Assays of CYP2E1, AR, NF-κB binding and MPO activities. Hepatic CYP2E1 activity was determined by tracing the formation rate of p-nitrocatechol from p-nitrophenol (PNP) (20). The reaction mixture consisted of 200 μg liver homogenate, 0.2 mM PNP and 100 mM potassium-phosphate buffer (pH 7.4). NADPH at 1 mM was added to initiate the reaction. After incubation at 37°C for 1 h, 30 μl of 20% trichloroacetic acid were added to stop the reaction. The supernatant was collected and was mixed with sodium hydroxide. The absorbance at 546 nm was monitored, and CYP2E1 activity was shown as pmol/min/mg protein. Hepatic AR activity was assessed by the method of Ji et al. (21), by monitoring the decrease of NADPH at 340 nm. The reaction mixture consisted of 150 μg liver homogenate, 160 nM NADPH, 0.4 M (NH4)2SO4, 10 mM DL-glyceraldehyde and 100 mM PBS (pH 6.2). Following a 7 min reaction at 25°C, the sample was placed in a –20°C freezer to terminate the reaction. NF-κB p50/65 binding activity was quantified using the NF-κB binding assay kit (Chemicon Int. Co., Temecula, CA, USA). Nuclear protein was extracted from liver tissue, and this extract at 10 mg was mixed with 3,3’,5,5’-tetramethylbenzidine, followed by incubation for 1 h at 25°C. The sample was further mixed with a horseradish peroxidase-conjugated antibody (Roche Diagnostics), followed by an additional incubation of another 1 h at 25°C. Optical density (OD) value at 450 nm was read using a microplate reader (Molecular Devices).

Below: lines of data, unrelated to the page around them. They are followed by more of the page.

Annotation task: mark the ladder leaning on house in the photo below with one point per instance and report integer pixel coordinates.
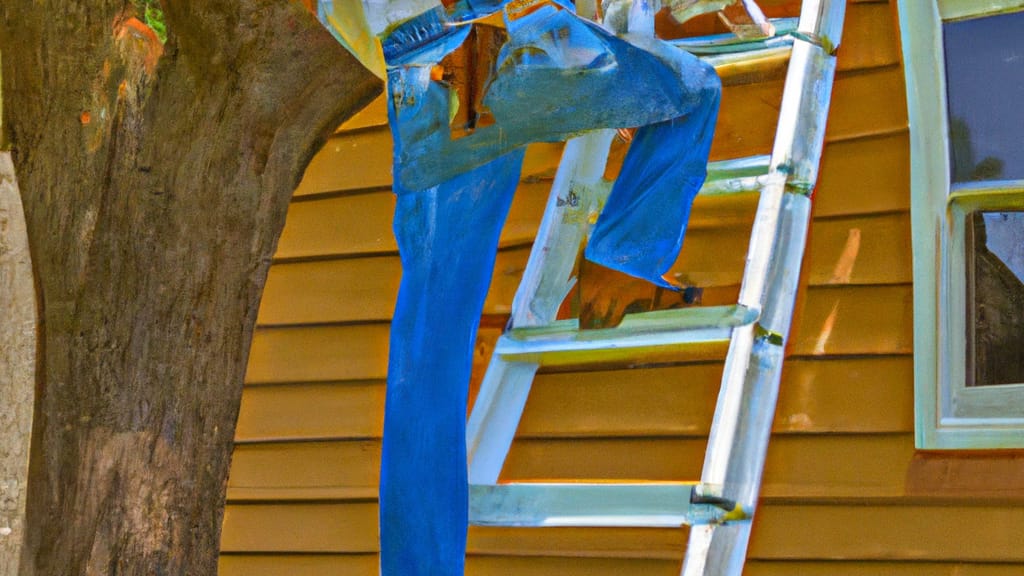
(721, 504)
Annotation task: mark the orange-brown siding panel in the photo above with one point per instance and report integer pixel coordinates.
(303, 411)
(317, 354)
(839, 395)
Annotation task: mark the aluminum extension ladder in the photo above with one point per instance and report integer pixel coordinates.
(719, 506)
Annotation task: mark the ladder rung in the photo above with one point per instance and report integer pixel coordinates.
(730, 43)
(562, 341)
(736, 176)
(582, 504)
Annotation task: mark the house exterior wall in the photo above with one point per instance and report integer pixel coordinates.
(845, 492)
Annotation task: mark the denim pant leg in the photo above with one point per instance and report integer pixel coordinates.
(448, 238)
(640, 231)
(558, 76)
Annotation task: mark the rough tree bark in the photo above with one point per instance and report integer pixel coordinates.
(17, 366)
(155, 181)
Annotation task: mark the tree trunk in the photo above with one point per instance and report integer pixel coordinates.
(17, 366)
(155, 181)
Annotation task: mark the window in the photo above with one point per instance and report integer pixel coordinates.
(965, 74)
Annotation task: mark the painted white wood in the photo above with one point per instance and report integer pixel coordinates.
(936, 216)
(955, 9)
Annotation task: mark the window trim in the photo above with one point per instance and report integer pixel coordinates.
(937, 218)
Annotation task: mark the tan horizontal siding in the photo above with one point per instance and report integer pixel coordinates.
(857, 250)
(317, 410)
(841, 320)
(836, 395)
(859, 176)
(878, 568)
(800, 465)
(366, 565)
(793, 532)
(318, 354)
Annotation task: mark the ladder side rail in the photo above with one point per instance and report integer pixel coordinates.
(736, 453)
(546, 282)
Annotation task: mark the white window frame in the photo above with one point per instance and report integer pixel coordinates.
(947, 413)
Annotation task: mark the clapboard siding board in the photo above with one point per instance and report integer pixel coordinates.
(859, 176)
(865, 103)
(877, 568)
(318, 354)
(830, 320)
(306, 411)
(835, 395)
(857, 250)
(790, 532)
(799, 465)
(366, 565)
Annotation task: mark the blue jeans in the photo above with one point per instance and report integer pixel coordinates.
(556, 77)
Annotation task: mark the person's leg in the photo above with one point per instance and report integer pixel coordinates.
(448, 238)
(559, 76)
(640, 232)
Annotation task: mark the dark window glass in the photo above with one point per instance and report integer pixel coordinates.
(985, 85)
(995, 298)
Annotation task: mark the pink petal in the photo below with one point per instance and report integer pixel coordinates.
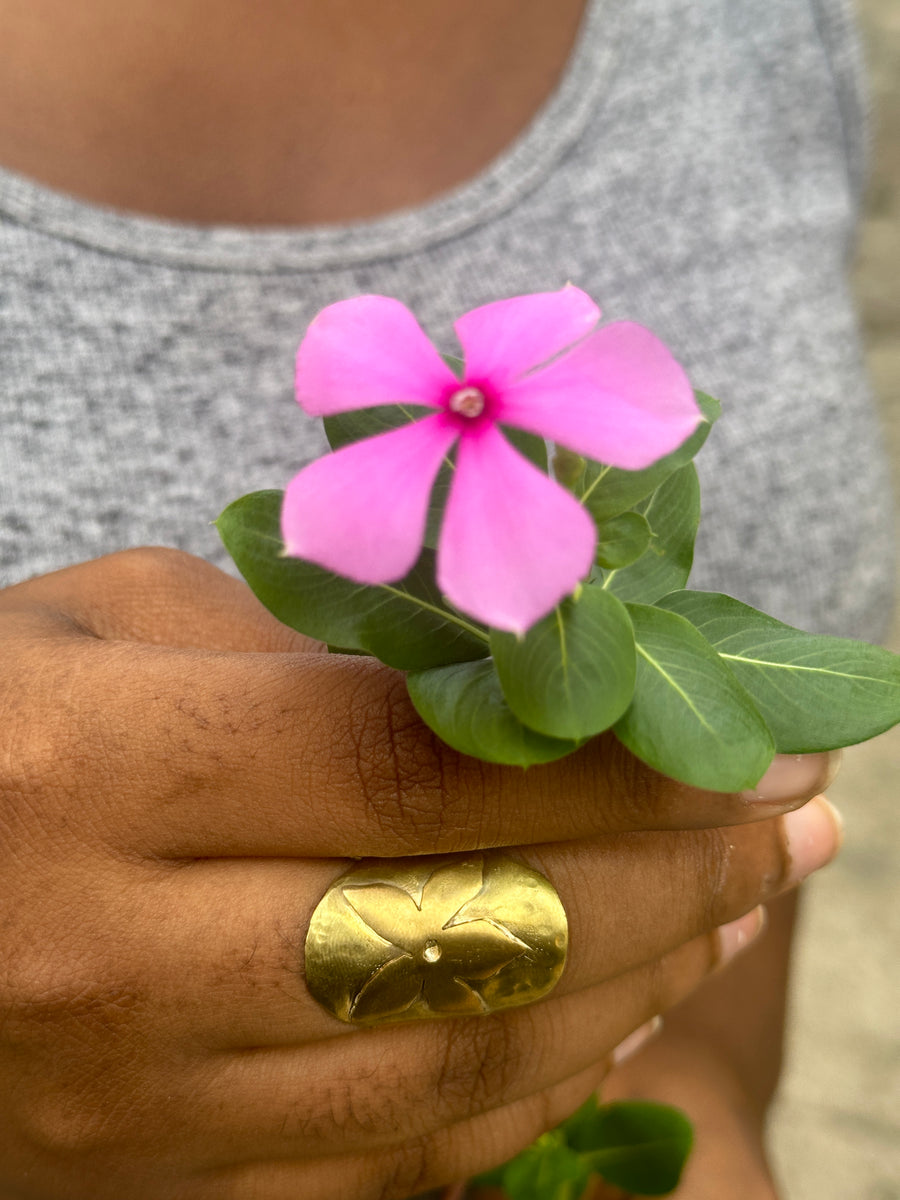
(361, 510)
(505, 339)
(514, 543)
(367, 351)
(618, 397)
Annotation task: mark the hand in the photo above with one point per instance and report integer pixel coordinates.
(181, 778)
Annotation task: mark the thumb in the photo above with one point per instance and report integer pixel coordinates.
(161, 597)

The result was expressed as an OD value per mg protein. Hepatic MPO activity was measured by the method of da Silva-Santi et al. (22). Following hepatic homogenate centrifugation, 10 ml supernatant was mixed with 200 ml PBS containing 1% H2O2 and o-dianisidine dihydrochloride. This enzymic reaction was terminated by adding sodium acetate. MPO activity was determined by reading the absorbance at 460 nm. Data are shown as folds of normal groups.
Histological evaluation. Partial hepatic tissue from each mouse was soaked in 4% paraformaldehyde for fixation. Dehydration was processed by increasing ethanol concentration, and xylene was used for clearing. Then, each sample was embedded in paraffin and was sectioned at 5 mm thickness and used for hematoxylin and eosin (H&E) stain. The histological result was evaluated under a light microscope (model: IX71, Olympus, Tokyo, Japan).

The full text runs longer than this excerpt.